Это был не вопрос — утверждение, и Амелия даже не осуждала сестру.

— Конечно, глупая, ведь в отличие от тебя я не хочу зачахнуть здесь от простуды или старости, — хмыкнула Кармиль и заерзала. — Только не думай, что я тебе прямо сейчас все выложу, мне самой не терпится, но нужно подумать... Послушай, Амелия, этот дом — тюрьма, мы живем здесь, словно впавшие в немилость к его величеству, хотя это не так, неужели не понимаешь? — горячо зашептала она. — Ты же сама говоришь, что Эривэ — домик злой ведьмы, похитившей принцесс, ну! И вот лорд Дамиан пришел спасти нас! Как прекрасный принц.

— А злая ведьма — это наша матушка? — спросила Амелия, подумав, что в ее сне лорд Дамиан был совсем не принцем. — Или леди Алексиана?

— Фу на тебя, — Кармиль отвернулась, перетянув на себя одеяло. — Как хочешь, Амелия, — сказала она степенно, тоном настоящей светской дамы — именно так они обе говорили, когда хотели посмеяться над леди Алексианой, только вот сейчас, кажется, Кармиль была серьезна. — Я помню, что я — принцесса, и мне полагается выезд, платья и десяток фрейлин, а не старое поместье в глуши, где из всех друзей у меня есть только свое отражение, потому что с дочками фермеров таким, как мы, играть не следует.

— А я? — выдохнула Амелия.

— А ты — моя сестра, — Кармиль сменила гнев на милость и повернулась к ней, ласково погладила Амелию по волосам и добавила: — Это куда больше, чем дружба, понимаешь? Неужели тебе самой не скучно здесь?

Амелия прикусила губу и помотала головой.

Скучно ей было только если заставляли сидеть на одном месте и вести себя прилично, и то со временем Амелия научилась сбегать в воображаемый мир, который с каждым годом становился все больше и интереснее. Так что нет, скучно ей не было.
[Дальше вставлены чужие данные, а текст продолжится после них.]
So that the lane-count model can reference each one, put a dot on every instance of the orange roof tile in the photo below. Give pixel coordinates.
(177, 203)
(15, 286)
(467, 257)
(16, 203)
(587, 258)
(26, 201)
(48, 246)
— Ты странная, сестренка, — заявила Кармиль и двинулась чуть вперед, чтобы поцеловать Амелию в лоб. — Странная, но хорошая. И вот увидишь, скоро все изменится... Тихо, — вдруг скомандовала она и замерла, потому что со стороны гостиной послышался кашель.

Госпожа Эдит заворочалась, закашлялась, сказала что-то неразборчиво, полушепотом, и продолжила спать.
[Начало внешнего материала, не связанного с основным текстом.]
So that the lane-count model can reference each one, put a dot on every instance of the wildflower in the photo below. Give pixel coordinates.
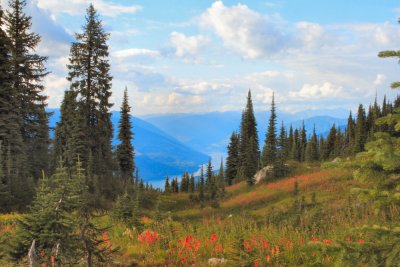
(327, 242)
(247, 246)
(265, 243)
(214, 237)
(148, 237)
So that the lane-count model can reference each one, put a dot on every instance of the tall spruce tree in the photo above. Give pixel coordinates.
(249, 146)
(12, 150)
(232, 161)
(125, 150)
(28, 71)
(360, 132)
(269, 150)
(312, 148)
(90, 78)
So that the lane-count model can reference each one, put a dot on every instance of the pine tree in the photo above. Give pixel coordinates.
(329, 145)
(192, 186)
(221, 177)
(232, 161)
(350, 134)
(360, 132)
(28, 71)
(125, 151)
(279, 167)
(201, 185)
(50, 221)
(269, 150)
(303, 142)
(13, 163)
(295, 147)
(249, 147)
(89, 76)
(312, 148)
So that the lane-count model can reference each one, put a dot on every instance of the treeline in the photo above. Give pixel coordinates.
(84, 131)
(283, 145)
(208, 187)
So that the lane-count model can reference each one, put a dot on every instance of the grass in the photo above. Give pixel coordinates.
(263, 225)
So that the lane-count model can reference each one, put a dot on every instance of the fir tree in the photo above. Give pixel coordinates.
(192, 186)
(360, 132)
(249, 147)
(269, 150)
(201, 185)
(89, 76)
(232, 161)
(312, 148)
(28, 71)
(125, 151)
(329, 148)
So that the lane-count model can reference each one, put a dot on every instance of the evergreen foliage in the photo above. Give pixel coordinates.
(269, 150)
(27, 73)
(125, 150)
(91, 81)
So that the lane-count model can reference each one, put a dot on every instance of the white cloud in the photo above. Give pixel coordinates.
(136, 52)
(317, 91)
(252, 34)
(380, 78)
(187, 45)
(78, 7)
(54, 88)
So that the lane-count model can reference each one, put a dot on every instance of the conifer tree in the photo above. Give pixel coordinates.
(303, 142)
(167, 186)
(350, 134)
(13, 163)
(249, 147)
(269, 150)
(201, 185)
(90, 78)
(279, 167)
(28, 71)
(221, 177)
(295, 147)
(360, 132)
(125, 150)
(192, 186)
(329, 148)
(232, 161)
(312, 148)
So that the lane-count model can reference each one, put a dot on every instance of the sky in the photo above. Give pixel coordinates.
(200, 56)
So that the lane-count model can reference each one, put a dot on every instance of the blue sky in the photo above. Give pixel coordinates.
(199, 56)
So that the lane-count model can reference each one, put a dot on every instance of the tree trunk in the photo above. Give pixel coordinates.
(32, 254)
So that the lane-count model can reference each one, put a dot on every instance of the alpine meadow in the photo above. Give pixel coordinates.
(199, 133)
— Слышишь? — зло прошептала Кармиль. — Как страшный призрачный пес на службе у ведьмы, стережет пленниц!

И хихикнула, радуясь своей шутке.

Амелия спрятала лицо в складке одеяла и подумала, что, наверное, Кармиль права: раз чужаки вдруг появились в Эривэ, наверное, что-то изменилось в их матери, в леди Катарине, в том, как она смотрела на мир и что от этого мира хотела. И, наверное, Кармиль и правда хотела вернуться в тот, другой мир, который она — они обе — не успели толком рассмотреть, в мир, которым пахло от леди Алексианы, который жил и сиял далеко-далеко отсюда, за лесом, окружавшим Эривэ, и за дорогами, мостами, реками и болотами. Он представлялся Кармиль сказочной страной, полной света и смеха, сладостей и нарядов, блестящих драгоценностей и музыки, тогда как Амелия помнила лишь тишину, скуку и усталость от постоянных запретов и строгих взглядов. Сладости, драгоценности, музыка — все это было тоже, но Амелии не разрешалось касаться их, как не разрешалось трогать фарфоровые статуэтки или разные интересные вещи на мамином столике с зеркалом.

Для Амелии, собственно, мало что поменялось, когда они уехали в Эривэ.

Разве что здесь, в этом доме злой ведьмы, она иногда казалась себе свободнее, чем была там, в детстве, в другом мире, куда Кармиль так хотела попасть.



***

Мы просидели у Шамаса до темноты и вышли не в белый, самую малость морозный день, а в сизые сумерки. Сейчас мороз окреп. Воздух стал прозрачен и тих. Снег, который я видела из окна, прекратился, рыхлый и легкий, он лежал тонким слоем на земле и крышах и совсем не таял. За спиной, в просвете домов, я видела кораллово-красные облака на горизонте — солнце садилось.